# My story nominated for Global eBook Award (swoon)



## cakemom (Jul 4, 2010)

And I read it cover to cover!!
_Posted via Mobile Device_


----------



## texasgal (Jul 25, 2008)

That's Awesome! Congratulations!


----------



## autumnheart (Mar 12, 2012)

Congratulations! That's so cool!


----------



## mgarzon (Jul 23, 2011)

cakemom said:


> And I read it cover to cover!!
> _Posted via Mobile Device_


That's true cakemom - you were one of the first!! In fact the 2nd edition will be out soon... I don't know if you got the ebook or paperback, but if you got the hardcopy there were only a few hundred of those printed (ebooks sell way more). So who knows, it might even be worth something one day


----------



## Cacowgirl (Feb 19, 2011)

Great news! You should be very proud.


----------



## jenainy (Oct 21, 2011)

Congratulations!

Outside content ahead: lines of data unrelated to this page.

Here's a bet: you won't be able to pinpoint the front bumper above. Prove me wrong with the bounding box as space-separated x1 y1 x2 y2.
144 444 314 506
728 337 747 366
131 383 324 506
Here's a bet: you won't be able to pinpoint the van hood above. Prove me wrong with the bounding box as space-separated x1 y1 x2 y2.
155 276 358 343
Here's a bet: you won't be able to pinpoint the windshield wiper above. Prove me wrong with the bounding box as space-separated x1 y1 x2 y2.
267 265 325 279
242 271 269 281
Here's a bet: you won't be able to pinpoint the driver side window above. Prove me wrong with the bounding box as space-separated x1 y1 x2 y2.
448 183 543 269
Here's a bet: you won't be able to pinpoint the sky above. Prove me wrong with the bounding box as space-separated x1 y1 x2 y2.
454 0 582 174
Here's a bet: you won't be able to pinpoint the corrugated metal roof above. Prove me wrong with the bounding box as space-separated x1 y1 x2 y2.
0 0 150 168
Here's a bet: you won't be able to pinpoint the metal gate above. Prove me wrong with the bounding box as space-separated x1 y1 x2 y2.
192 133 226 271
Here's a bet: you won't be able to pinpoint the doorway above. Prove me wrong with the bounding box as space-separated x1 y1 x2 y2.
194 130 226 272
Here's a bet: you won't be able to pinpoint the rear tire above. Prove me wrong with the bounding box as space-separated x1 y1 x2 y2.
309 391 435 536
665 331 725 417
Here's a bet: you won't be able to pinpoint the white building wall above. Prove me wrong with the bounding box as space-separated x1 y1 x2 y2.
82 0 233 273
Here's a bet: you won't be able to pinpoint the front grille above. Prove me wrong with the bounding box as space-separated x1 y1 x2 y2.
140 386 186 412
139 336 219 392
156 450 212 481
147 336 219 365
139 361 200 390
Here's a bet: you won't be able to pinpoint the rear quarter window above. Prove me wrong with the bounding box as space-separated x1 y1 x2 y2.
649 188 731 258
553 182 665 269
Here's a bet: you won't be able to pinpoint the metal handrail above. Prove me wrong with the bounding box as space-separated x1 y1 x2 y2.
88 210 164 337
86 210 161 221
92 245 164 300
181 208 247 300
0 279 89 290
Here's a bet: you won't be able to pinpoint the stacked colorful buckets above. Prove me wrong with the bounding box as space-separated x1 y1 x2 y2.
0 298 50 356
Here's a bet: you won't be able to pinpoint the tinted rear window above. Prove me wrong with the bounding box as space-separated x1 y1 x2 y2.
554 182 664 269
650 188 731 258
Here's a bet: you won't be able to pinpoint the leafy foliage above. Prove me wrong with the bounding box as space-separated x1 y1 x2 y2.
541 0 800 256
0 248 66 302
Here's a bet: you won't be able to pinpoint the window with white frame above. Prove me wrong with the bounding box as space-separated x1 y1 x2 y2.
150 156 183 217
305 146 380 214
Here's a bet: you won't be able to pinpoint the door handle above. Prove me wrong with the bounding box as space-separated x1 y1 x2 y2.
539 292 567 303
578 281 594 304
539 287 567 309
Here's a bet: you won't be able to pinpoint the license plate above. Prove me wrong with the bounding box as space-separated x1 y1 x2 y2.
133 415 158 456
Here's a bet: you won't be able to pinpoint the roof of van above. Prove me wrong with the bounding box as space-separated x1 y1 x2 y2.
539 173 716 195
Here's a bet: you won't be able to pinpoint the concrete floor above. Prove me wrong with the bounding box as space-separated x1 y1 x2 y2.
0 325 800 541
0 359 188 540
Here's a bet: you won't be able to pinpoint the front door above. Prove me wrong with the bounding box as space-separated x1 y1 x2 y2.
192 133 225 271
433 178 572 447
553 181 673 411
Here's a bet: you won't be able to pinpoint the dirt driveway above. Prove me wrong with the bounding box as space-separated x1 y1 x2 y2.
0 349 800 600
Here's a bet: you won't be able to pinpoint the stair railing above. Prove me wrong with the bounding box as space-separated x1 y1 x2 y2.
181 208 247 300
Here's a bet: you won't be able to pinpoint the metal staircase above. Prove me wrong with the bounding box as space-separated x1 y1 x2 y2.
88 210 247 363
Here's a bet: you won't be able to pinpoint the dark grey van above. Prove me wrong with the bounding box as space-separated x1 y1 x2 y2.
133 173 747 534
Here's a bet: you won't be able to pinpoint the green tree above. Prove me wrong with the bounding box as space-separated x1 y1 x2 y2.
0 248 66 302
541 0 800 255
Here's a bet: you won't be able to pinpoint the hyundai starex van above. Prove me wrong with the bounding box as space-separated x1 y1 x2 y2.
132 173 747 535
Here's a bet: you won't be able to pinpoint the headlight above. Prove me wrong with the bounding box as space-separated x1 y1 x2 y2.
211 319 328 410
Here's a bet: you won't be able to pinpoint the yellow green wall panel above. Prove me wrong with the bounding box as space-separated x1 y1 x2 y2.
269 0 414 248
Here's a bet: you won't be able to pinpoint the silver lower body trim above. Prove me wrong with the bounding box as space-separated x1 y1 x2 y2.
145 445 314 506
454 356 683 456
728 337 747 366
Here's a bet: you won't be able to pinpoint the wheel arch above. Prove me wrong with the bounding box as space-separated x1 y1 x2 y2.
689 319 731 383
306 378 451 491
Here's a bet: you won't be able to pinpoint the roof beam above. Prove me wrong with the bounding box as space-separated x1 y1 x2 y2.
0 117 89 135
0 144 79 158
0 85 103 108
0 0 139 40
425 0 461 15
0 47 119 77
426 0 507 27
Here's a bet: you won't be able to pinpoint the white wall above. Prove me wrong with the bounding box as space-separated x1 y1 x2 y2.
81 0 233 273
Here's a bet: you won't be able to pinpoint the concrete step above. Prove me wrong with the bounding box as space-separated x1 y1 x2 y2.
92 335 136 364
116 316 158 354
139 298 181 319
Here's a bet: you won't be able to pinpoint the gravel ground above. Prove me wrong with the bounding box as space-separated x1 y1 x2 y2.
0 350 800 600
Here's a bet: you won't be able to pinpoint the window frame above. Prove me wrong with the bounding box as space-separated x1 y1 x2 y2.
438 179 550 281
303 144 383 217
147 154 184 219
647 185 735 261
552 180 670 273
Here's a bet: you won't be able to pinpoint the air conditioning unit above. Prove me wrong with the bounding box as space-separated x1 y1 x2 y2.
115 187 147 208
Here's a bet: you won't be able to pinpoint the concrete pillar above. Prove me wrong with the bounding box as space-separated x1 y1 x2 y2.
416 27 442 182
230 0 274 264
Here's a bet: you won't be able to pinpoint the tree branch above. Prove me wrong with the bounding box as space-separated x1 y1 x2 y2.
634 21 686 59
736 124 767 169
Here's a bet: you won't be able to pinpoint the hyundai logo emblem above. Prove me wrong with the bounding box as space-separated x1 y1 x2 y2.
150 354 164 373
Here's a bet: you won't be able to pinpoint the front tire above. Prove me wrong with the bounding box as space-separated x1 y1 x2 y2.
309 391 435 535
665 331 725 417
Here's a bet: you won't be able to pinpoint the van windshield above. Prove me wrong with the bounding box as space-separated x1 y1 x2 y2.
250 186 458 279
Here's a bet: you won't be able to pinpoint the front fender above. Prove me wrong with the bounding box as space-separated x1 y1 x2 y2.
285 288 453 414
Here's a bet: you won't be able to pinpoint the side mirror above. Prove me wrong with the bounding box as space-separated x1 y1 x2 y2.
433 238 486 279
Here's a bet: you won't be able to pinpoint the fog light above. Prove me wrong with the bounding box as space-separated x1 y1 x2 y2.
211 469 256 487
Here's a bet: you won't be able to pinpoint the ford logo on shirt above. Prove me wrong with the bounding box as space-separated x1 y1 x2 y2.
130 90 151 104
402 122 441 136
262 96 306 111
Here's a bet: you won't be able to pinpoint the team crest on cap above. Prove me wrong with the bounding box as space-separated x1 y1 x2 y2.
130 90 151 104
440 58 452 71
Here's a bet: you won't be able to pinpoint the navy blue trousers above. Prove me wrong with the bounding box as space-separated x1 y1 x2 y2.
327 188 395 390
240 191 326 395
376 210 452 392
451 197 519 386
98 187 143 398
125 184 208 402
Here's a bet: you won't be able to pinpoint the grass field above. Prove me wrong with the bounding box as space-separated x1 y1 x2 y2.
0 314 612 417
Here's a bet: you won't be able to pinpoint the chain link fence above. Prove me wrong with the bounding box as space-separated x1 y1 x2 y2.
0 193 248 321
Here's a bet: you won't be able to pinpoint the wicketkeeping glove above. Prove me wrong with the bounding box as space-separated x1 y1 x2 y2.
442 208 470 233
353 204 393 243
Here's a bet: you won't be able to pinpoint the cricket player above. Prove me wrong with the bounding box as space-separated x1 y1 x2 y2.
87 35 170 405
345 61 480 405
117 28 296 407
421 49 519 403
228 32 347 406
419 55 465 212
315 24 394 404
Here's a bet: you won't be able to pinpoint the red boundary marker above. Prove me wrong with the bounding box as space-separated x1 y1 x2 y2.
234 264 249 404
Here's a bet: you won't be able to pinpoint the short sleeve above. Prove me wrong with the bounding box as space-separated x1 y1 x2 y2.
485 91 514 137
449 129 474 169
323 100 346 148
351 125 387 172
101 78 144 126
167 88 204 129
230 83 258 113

I need to get my hands on a copy of this book  Do you know if Amazon sells it for Kindle?


----------



## mgarzon (Jul 23, 2011)

Thank you, jenainy!! It still feels a bit surreal to me 


I had to edit a lot of the more 'horsey' details out of the first book (at the insistence of my agent and publisher), but since the first one's doing well I'm trying to make the sequel a bit more horse-centric!)


----------



## jenainy (Oct 21, 2011)

Thanks!


----------